Providing commentary around the results of its biannual credit conditions survey, completed by 15 banks in April, the RBNZ said, “Household credit availability has stabilised after incremental falls over the last two years.
“However, there remained some tightening in price factors due to rising interest rates. The current economic environment was seeing most banks maintain a conservative lending approach, with affordability assessment using higher assessment rates than seen in recent years.”
Back in 2021, when mortgage rates were in the 2 per cents, the large banks were testing mortgage applicants at between 5.5 and 6.5 per cent.
Mortgage rates are now above some of these test rates, in the 6, 7 and 8 per cents.
The RBNZ said, “Banks have been willing to accommodate requests for conversion from principal and interest to interest only, to provide relief to customers facing rising debt servicing costs and living costs.”
Banks entered the current period of high interest rates and tight credit conditions with relatively small portions of their mortgage books being interest only.
Just over 17 per cent of existing mortgage debt was interest only in December, meanwhile 19 per cent of new lending was interest only in February, according to the latest available data.
Both these portions were the lowest they’d been since at least 2015, when the RBNZ started collecting this data.
While banks expect credit conditions for housing debt will remain as it is over the next six months, they see demand for mortgage debt continuing to fall from a very low base.
In February, the value of new mortgages issued ($3.8 billion) was the lowest since records began in 2013.
“Over the next six months, mortgage demand is expected to remain subdued, as the same underlying factors remain present, including high interest rate environment, speculation of further fall in house price and weak economic outlook,” the RBNZ said.
“Borrower sentiment will likely tend towards more caution due to the fast-changing housing market conditions.”
As for other types of debt, banks expect credit conditions to broadly remain as they are for corporate/institutional loans, small to medium-sized business loans and commercial property loans.
Meanwhile, they see conditions loosening a little over the next six months for agricultural and consumer loans.
Banks told the RBNZ credit demand from SMEs was being affected by tougher economic conditions.

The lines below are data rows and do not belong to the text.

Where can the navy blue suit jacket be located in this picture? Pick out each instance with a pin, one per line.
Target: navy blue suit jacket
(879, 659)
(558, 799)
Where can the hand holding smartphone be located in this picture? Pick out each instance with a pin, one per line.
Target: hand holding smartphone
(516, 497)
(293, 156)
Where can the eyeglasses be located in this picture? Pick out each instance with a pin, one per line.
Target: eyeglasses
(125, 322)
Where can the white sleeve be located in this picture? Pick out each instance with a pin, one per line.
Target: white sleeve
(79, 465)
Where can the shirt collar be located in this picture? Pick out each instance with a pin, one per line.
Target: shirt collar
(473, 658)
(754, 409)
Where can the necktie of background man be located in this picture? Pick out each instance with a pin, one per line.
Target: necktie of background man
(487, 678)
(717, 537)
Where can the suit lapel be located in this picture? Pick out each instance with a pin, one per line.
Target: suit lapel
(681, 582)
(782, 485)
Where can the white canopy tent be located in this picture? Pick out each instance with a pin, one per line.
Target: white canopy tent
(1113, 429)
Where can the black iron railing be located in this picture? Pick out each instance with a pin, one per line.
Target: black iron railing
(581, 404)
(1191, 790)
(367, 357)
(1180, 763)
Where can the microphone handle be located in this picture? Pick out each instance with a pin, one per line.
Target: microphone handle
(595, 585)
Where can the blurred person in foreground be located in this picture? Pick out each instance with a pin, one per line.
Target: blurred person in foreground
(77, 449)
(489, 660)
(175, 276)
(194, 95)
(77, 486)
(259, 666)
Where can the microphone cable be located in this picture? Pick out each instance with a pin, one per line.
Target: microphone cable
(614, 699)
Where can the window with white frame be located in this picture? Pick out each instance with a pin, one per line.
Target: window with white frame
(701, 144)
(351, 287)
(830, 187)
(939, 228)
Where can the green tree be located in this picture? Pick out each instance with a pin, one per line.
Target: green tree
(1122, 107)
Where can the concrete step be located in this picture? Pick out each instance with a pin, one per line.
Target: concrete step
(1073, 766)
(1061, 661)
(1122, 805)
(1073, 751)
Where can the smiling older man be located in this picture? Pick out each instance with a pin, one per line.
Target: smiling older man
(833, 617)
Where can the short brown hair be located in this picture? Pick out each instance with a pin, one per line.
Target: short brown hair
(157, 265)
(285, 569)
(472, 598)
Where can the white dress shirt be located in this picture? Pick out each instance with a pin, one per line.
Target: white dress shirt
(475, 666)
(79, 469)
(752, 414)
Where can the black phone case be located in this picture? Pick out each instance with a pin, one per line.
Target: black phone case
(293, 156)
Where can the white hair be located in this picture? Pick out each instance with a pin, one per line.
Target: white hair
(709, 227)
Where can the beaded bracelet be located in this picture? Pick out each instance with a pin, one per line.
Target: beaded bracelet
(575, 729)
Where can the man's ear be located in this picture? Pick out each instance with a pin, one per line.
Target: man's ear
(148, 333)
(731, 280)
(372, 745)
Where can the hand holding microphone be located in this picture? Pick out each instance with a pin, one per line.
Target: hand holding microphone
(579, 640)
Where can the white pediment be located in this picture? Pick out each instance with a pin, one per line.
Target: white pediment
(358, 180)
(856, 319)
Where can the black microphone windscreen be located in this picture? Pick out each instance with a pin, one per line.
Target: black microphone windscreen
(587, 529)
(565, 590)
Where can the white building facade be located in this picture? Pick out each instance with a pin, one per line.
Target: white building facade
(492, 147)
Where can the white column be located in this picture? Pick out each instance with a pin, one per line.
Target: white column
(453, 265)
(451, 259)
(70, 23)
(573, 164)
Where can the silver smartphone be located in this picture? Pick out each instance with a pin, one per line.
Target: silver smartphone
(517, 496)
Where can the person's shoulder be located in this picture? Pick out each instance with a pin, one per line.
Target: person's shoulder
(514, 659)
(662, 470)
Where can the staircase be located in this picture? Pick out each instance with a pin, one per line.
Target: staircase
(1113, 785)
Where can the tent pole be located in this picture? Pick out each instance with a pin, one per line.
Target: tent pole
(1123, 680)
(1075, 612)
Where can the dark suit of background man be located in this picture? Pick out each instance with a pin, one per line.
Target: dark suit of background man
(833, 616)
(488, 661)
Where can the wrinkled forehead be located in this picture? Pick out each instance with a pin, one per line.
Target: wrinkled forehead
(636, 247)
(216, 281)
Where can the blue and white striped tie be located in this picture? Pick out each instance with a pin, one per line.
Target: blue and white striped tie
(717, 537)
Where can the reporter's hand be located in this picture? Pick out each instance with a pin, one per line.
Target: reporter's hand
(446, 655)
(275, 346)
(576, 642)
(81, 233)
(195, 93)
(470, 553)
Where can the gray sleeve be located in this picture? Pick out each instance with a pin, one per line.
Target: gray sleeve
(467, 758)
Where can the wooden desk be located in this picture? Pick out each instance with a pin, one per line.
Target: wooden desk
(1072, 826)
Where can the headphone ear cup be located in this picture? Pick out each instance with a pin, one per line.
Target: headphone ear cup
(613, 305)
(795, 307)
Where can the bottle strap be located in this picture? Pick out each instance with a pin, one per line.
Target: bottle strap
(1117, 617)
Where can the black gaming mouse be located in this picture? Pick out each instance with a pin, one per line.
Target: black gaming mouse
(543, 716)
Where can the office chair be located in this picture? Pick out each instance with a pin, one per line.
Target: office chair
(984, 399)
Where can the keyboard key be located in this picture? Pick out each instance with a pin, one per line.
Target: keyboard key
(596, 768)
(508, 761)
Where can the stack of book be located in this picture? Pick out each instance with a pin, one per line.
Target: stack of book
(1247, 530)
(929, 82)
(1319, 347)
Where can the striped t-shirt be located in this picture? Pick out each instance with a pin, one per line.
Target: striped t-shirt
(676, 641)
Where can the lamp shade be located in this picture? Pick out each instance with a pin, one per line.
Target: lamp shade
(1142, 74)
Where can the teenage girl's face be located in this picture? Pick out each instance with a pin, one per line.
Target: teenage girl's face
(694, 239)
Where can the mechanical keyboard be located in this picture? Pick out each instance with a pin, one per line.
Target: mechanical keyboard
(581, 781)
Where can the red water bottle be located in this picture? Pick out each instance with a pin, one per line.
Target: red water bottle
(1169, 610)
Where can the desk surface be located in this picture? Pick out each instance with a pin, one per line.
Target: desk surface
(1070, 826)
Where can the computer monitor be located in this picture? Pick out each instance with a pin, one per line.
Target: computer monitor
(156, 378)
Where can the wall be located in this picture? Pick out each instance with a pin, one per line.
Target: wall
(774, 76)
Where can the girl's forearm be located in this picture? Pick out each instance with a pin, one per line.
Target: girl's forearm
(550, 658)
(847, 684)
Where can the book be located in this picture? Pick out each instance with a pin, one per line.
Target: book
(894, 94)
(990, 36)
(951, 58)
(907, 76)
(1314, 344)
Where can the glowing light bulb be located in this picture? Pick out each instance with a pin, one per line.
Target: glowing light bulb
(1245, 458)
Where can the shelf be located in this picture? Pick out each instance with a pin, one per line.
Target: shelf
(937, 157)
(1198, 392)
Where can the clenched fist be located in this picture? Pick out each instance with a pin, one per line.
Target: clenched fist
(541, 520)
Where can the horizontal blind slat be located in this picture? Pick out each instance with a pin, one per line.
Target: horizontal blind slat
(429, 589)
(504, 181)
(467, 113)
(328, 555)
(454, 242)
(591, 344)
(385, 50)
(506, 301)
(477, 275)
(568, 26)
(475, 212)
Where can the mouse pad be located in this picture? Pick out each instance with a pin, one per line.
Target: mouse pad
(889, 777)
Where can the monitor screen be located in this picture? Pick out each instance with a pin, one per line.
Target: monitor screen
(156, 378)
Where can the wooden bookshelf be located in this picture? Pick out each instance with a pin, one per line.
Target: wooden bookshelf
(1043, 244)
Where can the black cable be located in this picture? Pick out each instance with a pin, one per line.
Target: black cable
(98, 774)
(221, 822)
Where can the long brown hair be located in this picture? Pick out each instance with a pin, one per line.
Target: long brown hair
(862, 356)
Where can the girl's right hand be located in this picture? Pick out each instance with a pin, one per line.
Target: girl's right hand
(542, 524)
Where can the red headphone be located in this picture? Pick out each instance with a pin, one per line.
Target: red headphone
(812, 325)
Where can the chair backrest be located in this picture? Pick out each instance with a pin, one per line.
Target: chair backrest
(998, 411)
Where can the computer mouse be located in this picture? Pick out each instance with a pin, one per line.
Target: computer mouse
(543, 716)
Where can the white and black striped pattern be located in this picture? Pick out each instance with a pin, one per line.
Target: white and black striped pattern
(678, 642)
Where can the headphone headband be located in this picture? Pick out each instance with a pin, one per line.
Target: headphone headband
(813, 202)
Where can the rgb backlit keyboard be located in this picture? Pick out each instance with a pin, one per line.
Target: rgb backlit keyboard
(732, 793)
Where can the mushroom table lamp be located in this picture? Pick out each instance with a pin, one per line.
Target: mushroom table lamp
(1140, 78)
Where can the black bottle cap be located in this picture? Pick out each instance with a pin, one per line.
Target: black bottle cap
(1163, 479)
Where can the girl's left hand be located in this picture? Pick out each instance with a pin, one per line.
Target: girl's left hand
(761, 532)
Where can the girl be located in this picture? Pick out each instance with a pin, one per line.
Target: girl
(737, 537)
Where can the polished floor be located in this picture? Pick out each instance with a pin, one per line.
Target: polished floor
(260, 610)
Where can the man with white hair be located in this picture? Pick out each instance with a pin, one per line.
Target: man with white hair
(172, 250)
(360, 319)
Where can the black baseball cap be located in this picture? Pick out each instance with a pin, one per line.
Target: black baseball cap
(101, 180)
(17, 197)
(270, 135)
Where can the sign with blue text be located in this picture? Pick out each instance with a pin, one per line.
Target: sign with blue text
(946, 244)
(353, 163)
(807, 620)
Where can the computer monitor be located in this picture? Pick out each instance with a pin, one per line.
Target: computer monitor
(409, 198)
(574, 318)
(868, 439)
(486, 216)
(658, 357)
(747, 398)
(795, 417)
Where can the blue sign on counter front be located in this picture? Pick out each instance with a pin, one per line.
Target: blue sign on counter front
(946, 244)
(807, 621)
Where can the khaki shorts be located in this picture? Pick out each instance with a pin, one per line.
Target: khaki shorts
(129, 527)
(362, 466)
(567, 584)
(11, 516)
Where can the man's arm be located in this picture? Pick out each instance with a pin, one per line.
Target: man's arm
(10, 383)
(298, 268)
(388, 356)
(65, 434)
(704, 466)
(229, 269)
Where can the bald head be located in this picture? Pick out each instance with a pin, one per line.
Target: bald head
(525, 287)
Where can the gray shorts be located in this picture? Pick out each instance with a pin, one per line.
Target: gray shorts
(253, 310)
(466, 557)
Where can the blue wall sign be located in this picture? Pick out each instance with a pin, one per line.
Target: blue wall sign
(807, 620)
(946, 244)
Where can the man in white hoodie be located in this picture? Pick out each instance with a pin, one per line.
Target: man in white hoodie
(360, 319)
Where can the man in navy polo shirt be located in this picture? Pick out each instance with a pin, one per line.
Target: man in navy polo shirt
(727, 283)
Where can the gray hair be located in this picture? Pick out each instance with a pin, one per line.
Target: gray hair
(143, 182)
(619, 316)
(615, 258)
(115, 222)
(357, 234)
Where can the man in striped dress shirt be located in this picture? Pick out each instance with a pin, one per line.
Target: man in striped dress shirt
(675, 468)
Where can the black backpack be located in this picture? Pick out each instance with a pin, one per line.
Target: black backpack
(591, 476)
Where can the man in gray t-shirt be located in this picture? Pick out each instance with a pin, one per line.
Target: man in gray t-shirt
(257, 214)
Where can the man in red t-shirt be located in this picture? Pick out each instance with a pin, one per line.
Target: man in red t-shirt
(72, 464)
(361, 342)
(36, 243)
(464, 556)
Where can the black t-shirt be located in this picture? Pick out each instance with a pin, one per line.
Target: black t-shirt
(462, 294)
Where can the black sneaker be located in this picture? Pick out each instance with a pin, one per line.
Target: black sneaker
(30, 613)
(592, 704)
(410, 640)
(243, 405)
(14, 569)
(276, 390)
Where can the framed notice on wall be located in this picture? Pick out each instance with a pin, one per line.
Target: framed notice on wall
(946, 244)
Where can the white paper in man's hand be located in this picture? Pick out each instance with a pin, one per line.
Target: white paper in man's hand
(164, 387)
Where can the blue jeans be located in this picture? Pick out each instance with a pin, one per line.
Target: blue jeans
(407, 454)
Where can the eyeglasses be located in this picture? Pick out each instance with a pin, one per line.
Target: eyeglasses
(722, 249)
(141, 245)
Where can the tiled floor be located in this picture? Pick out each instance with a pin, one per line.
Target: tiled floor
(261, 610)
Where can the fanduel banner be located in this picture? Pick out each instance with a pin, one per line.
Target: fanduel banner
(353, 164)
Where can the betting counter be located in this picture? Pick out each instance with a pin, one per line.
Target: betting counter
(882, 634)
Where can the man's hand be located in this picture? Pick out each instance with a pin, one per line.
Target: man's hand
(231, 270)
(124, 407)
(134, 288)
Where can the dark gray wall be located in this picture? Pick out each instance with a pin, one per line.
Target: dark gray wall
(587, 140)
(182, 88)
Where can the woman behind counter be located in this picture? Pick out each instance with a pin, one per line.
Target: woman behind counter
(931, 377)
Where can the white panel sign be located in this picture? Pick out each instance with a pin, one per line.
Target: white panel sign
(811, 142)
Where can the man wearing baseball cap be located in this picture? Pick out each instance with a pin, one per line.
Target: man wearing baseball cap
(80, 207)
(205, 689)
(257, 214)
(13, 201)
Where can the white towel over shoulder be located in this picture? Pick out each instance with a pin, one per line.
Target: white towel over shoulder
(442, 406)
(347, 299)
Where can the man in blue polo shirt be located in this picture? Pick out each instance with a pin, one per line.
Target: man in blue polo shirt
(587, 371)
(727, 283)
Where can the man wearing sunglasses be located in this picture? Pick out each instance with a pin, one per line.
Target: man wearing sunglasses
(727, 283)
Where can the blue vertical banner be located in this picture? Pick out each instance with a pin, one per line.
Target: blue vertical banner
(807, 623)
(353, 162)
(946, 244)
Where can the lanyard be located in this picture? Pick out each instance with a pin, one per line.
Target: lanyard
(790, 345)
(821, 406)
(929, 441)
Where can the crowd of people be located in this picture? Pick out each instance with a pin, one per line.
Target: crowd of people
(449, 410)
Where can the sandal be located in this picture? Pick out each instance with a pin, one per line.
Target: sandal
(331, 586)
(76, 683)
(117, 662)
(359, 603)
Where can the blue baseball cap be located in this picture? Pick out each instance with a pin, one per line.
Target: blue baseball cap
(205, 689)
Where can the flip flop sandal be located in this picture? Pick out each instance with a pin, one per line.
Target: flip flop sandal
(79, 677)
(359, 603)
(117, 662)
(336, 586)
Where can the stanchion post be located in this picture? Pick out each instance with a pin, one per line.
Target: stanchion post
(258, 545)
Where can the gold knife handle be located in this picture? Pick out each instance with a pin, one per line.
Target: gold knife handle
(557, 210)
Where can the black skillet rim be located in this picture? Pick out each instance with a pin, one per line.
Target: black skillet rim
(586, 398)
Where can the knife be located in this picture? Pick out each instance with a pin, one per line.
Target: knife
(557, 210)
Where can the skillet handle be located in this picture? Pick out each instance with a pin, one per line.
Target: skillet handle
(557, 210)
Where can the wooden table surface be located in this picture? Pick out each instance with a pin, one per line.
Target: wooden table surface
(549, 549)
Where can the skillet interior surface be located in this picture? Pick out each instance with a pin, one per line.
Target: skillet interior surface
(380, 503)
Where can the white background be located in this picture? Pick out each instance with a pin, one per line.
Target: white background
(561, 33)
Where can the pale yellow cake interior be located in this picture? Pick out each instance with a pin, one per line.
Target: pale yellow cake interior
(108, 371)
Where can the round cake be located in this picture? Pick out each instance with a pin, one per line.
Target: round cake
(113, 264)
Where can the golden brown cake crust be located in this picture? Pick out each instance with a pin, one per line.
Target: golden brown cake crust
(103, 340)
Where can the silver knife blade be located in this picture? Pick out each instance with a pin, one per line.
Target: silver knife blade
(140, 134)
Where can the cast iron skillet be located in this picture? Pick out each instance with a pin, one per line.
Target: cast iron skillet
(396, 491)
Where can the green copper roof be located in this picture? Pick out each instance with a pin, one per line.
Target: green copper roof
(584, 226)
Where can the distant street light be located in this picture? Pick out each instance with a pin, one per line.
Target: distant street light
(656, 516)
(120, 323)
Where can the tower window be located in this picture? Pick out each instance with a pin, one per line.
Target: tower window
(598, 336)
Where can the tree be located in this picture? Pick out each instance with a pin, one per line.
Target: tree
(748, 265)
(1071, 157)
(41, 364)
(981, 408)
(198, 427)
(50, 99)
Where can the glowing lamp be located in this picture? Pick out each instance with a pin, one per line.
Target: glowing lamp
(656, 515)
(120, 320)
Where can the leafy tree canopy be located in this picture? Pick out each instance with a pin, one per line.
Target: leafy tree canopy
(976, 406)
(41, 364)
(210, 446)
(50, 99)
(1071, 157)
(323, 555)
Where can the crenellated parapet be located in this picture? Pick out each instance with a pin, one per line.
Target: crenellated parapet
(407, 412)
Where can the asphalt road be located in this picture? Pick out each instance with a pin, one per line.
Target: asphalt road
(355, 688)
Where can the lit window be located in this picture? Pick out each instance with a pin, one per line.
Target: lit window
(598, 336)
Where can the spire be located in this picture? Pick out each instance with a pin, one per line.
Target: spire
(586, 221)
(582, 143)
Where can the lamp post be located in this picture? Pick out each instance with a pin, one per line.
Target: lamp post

“Credit demand has been driven mainly by working capital needs, as businesses deal with cost escalation, staff turnover and lingering supply chain bottlenecks,” the RBNZ said.
“Banks are supporting viable existing customers with credit lines and will work with any potentially stressed clients in the near term.”
The RBNZ said corporate business lending has been slightly stronger, with demand for working capital due to supply chain delays and inflationary pressure.
“Some longer-term investment decisions have been put on the back burner in line with a general slowing in economic activity.”
Credit demand for commercial property reduced significantly over the past six months and is expected to be subdued in the near term due to rising interest rates, higher development costs (including materials and labour) and lower demand.
“That said, parts of the sector have experienced quite diverse lending environments, with industrial properties and high-grade office space performing well as opposed to increasing vacancy rates and subdued credit demand for retail properties and lower-quality offices,” the RBNZ said.
Finally, banks saw an increase in demand for debt from the agricultural sector for working capital due to cost pressures and high interest rates. This was despite strong cashflows.
“A number of businesses have utilised (or planned to utilise) available cash for capex or other investments and are requiring some short-term working capital support,” the RBNZ said.
“Banks anticipate this will remain similar over the next six months.”